Q: Really? Tough talk on trade has boosted your business?

You would think that everybody would be sitting on the fence waiting to see what happens, but this is what we are seeing.

Q: What about the threats President Trump has made toward companies like Harley-Davidson that have announced plans to move operations outside of the U.S.

The companies that are in the news, they’re talking about billions of dollars. If you’re a small- to medium-sized company, you’ve got different dynamics. We’ve learned that if you wait on the politicians to make their decisions before you make a business decision, you’re not moving forward. They accept the risk and keep going.

Q: What risks do the threat of a trade war pose to your business?

I entered this business as an optimist, and I remain an optimist.

I see this all as a negotiation tactic to give the Trump administration a win because he promised a win in these categories. I think these other countries recognize that it’s posturing and negotiating.

Bear in mind that since Tecma was founded, we’ve been through multiple presidential changes on both sides of the border. Every single one of them has used trade as a way to get their base agitated and to gain votes.

The Trump administration is probably following through on those campaign promises more than any other candidate, but thus far it’s not affecting business.

Q: Are there manufacturers here that are holding back to see what happens with the NAFTA negotiations?

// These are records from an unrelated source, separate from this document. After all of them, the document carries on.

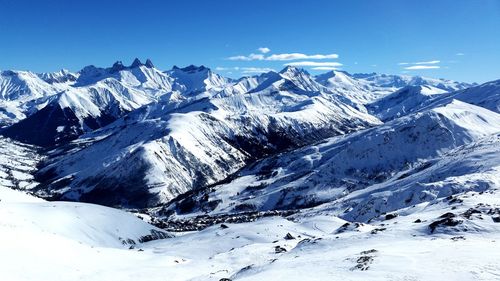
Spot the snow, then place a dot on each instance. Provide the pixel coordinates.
(325, 189)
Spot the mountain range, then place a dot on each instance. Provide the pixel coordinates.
(272, 171)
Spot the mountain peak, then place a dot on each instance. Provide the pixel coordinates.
(193, 68)
(136, 63)
(117, 66)
(149, 63)
(292, 70)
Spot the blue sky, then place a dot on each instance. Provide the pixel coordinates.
(455, 39)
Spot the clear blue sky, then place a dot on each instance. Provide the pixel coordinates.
(463, 35)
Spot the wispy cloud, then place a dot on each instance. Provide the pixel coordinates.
(248, 70)
(323, 68)
(248, 58)
(420, 62)
(283, 57)
(264, 50)
(428, 62)
(299, 56)
(244, 69)
(314, 63)
(419, 67)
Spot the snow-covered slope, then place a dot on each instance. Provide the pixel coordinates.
(301, 247)
(416, 98)
(342, 165)
(404, 101)
(98, 97)
(193, 80)
(22, 93)
(176, 147)
(486, 95)
(18, 163)
(399, 81)
(355, 89)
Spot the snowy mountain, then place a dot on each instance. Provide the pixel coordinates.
(273, 176)
(179, 147)
(404, 101)
(98, 97)
(416, 98)
(400, 81)
(331, 171)
(22, 93)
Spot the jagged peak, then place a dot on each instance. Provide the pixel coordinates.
(136, 63)
(117, 66)
(293, 70)
(193, 68)
(149, 63)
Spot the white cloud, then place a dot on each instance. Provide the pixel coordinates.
(428, 62)
(420, 62)
(283, 57)
(299, 56)
(324, 68)
(418, 67)
(256, 69)
(264, 50)
(314, 63)
(248, 58)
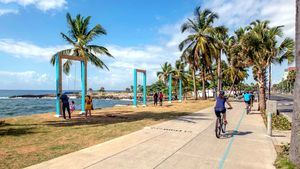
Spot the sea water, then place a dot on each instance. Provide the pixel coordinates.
(10, 107)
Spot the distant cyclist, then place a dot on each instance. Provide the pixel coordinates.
(220, 106)
(247, 99)
(252, 98)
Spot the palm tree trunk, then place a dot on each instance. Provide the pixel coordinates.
(262, 91)
(270, 80)
(219, 74)
(85, 74)
(194, 83)
(295, 135)
(203, 84)
(231, 88)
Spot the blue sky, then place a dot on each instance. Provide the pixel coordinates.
(142, 34)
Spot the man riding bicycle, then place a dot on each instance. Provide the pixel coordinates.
(247, 99)
(220, 106)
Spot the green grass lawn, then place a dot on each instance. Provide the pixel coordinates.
(29, 140)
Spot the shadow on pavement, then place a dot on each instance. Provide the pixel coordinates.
(231, 133)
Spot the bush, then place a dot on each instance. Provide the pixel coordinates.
(280, 122)
(282, 160)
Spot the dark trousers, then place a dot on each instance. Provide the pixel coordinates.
(66, 106)
(160, 102)
(155, 102)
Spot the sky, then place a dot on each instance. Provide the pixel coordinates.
(140, 34)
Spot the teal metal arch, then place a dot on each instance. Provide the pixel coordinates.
(135, 71)
(170, 89)
(58, 67)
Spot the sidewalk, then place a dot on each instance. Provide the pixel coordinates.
(187, 142)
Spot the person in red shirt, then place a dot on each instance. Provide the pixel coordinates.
(160, 97)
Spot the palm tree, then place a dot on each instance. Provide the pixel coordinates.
(236, 71)
(163, 75)
(295, 135)
(200, 44)
(220, 34)
(291, 78)
(261, 47)
(179, 73)
(80, 38)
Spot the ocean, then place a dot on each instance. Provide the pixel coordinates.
(10, 107)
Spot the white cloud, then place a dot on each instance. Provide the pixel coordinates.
(237, 13)
(44, 5)
(8, 11)
(23, 49)
(23, 80)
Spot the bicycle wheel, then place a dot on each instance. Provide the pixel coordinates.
(223, 127)
(218, 128)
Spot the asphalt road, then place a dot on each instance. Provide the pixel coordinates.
(285, 103)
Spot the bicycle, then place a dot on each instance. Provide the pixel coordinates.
(248, 108)
(220, 126)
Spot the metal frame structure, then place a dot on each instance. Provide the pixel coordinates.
(170, 89)
(135, 71)
(58, 66)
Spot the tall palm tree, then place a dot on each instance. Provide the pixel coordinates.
(163, 75)
(80, 38)
(295, 135)
(220, 34)
(237, 69)
(200, 43)
(189, 58)
(260, 45)
(179, 73)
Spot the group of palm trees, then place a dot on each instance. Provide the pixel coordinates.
(255, 46)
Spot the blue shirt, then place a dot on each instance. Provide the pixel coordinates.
(247, 97)
(220, 104)
(65, 99)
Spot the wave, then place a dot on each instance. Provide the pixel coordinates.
(126, 99)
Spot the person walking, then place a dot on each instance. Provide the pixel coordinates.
(88, 106)
(161, 96)
(65, 105)
(155, 98)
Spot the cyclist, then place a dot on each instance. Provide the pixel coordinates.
(252, 98)
(247, 99)
(220, 106)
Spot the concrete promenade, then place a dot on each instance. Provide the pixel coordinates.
(183, 143)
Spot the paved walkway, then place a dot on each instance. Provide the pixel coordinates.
(187, 142)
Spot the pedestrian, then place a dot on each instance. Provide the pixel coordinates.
(72, 106)
(88, 106)
(65, 105)
(160, 96)
(155, 98)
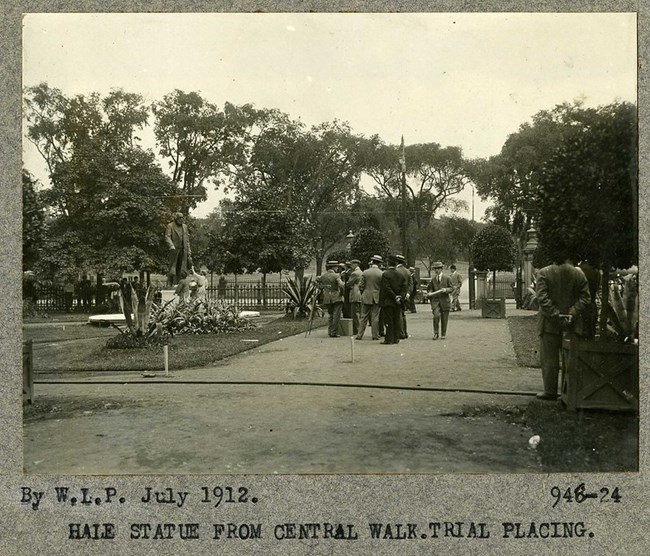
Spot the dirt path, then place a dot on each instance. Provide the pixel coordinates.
(276, 410)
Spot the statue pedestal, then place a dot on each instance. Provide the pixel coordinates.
(167, 295)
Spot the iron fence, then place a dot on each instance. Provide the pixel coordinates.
(250, 296)
(246, 294)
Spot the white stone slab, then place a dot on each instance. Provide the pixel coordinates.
(115, 318)
(249, 314)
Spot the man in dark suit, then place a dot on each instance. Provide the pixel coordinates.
(391, 295)
(409, 285)
(439, 289)
(562, 294)
(332, 286)
(354, 294)
(369, 286)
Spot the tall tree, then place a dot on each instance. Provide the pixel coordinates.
(199, 141)
(33, 221)
(433, 175)
(107, 196)
(588, 194)
(511, 178)
(312, 175)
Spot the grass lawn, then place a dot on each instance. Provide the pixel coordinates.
(581, 441)
(88, 351)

There are companies that are sitting on the sidelines, but there’s more that are moving on. We’re going to be talking about the NAFTA negotiations a year from now, and we’ve already been talking about it for a year.

Q: Working conditions and wages in Mexico have been a topic of the NAFTA negotiations. Is that something that needs to change?

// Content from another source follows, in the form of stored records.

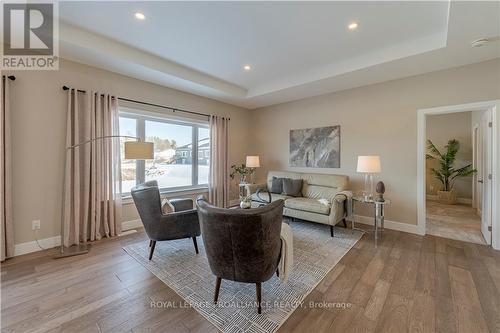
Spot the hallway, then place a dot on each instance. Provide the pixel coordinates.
(459, 222)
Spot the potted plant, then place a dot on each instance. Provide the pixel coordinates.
(447, 174)
(242, 171)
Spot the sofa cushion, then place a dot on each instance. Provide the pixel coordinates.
(274, 196)
(292, 187)
(308, 205)
(276, 185)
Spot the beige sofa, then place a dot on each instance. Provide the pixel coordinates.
(331, 210)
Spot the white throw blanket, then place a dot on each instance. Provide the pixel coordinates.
(286, 260)
(348, 202)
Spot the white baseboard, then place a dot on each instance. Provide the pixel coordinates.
(399, 226)
(48, 243)
(465, 201)
(128, 225)
(28, 247)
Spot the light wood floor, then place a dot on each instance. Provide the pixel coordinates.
(460, 222)
(409, 283)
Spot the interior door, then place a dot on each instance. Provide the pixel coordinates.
(486, 173)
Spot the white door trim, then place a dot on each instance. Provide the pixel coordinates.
(475, 131)
(494, 106)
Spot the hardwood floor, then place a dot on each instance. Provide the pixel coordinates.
(409, 283)
(460, 222)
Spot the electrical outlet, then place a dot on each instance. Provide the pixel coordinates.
(35, 225)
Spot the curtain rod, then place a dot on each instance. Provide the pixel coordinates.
(152, 104)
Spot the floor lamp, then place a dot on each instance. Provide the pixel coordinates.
(134, 150)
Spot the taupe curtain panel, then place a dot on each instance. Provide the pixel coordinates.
(218, 181)
(7, 227)
(92, 195)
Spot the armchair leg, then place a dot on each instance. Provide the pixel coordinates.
(195, 245)
(217, 288)
(259, 297)
(152, 249)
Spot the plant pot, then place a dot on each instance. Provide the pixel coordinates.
(447, 197)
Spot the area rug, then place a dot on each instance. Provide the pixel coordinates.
(177, 265)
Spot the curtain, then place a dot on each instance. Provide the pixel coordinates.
(7, 227)
(218, 182)
(92, 191)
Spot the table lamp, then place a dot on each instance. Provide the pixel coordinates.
(368, 165)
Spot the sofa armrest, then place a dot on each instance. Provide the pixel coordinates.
(252, 188)
(338, 208)
(182, 204)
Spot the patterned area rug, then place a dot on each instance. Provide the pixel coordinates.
(177, 265)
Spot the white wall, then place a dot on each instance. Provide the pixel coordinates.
(38, 129)
(377, 119)
(440, 129)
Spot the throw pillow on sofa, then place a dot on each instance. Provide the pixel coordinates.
(292, 187)
(276, 185)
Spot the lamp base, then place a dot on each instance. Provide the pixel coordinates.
(72, 251)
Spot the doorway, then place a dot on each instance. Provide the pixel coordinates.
(477, 206)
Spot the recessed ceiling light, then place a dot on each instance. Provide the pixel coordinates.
(353, 26)
(140, 16)
(482, 41)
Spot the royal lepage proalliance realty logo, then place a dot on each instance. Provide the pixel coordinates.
(30, 36)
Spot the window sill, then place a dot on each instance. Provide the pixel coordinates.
(127, 200)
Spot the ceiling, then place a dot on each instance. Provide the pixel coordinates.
(295, 49)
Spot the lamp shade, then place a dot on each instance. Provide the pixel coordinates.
(252, 162)
(369, 164)
(139, 150)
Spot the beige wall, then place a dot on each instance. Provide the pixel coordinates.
(38, 128)
(440, 129)
(377, 119)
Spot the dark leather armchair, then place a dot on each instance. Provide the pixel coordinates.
(242, 245)
(183, 223)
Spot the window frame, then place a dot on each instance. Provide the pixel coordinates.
(140, 171)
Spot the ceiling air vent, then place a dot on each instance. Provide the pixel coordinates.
(482, 41)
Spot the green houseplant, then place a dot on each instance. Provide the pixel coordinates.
(243, 171)
(446, 173)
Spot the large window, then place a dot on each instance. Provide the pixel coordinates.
(181, 152)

I would enjoy taking you on a factory tour. You could pick the factory, and then I would take a tour of a factory in the United States and see who’s treated the best.

What about the minimum wage? The incoming president of Mexico, Andres Manuel Lopez Obrador, is focused on increasing the wage of the worker in Mexico. He wants to increase the minimum wage. If you increase the minimum wage too far or too fast, you may reduce employment versus the opposite effect that you’re looking for.

Q: How much do workers make in Juárez?

Our industry’s paying about 130 pesos (about $6.90) per day – more than the 88 pesos minimum wage. That’s based on a seven-day week. You pull that back into a five-day week, and it’s something north of a dollar an hour. That’s take home pay. The company pays basically two meals a day and all of the taxes, benefits, housing and medical around that wage.

Q: What’s next for Tecma?

We’re excited that we’re continuing to grow and expand. I made a commitment to our executives and middle management that we’re not going anywhere. We’re not for sale. We all have a pact that we’re together for another five years.

Q: Do you have your eye on any new acquisitions or investments?

I do. I’ve been watching and looking for opportunities, and anytime there’s uncertainty in the market, it creates opportunity.

Q: Tecma recently shuffled the executive ranks. Why and what does it mean for the company?

There’s always this issue that the entrepreneur who created and built a company sometimes needs to get out of the way and allow people – professionals that specialize in their field – to step in.

My team has been with me for a long time, some of them 25 years plus. Our CFO has been with us 10 years plus, and I felt like it was time for him to step up and lead the company. So Mark Earley became president. Our vice president of operations, Jose Grajeda, became chief operating officer.

It’s working. Everything’s accelerating, and it’s allowing me to do what I enjoy most, reaching out and talking to clients.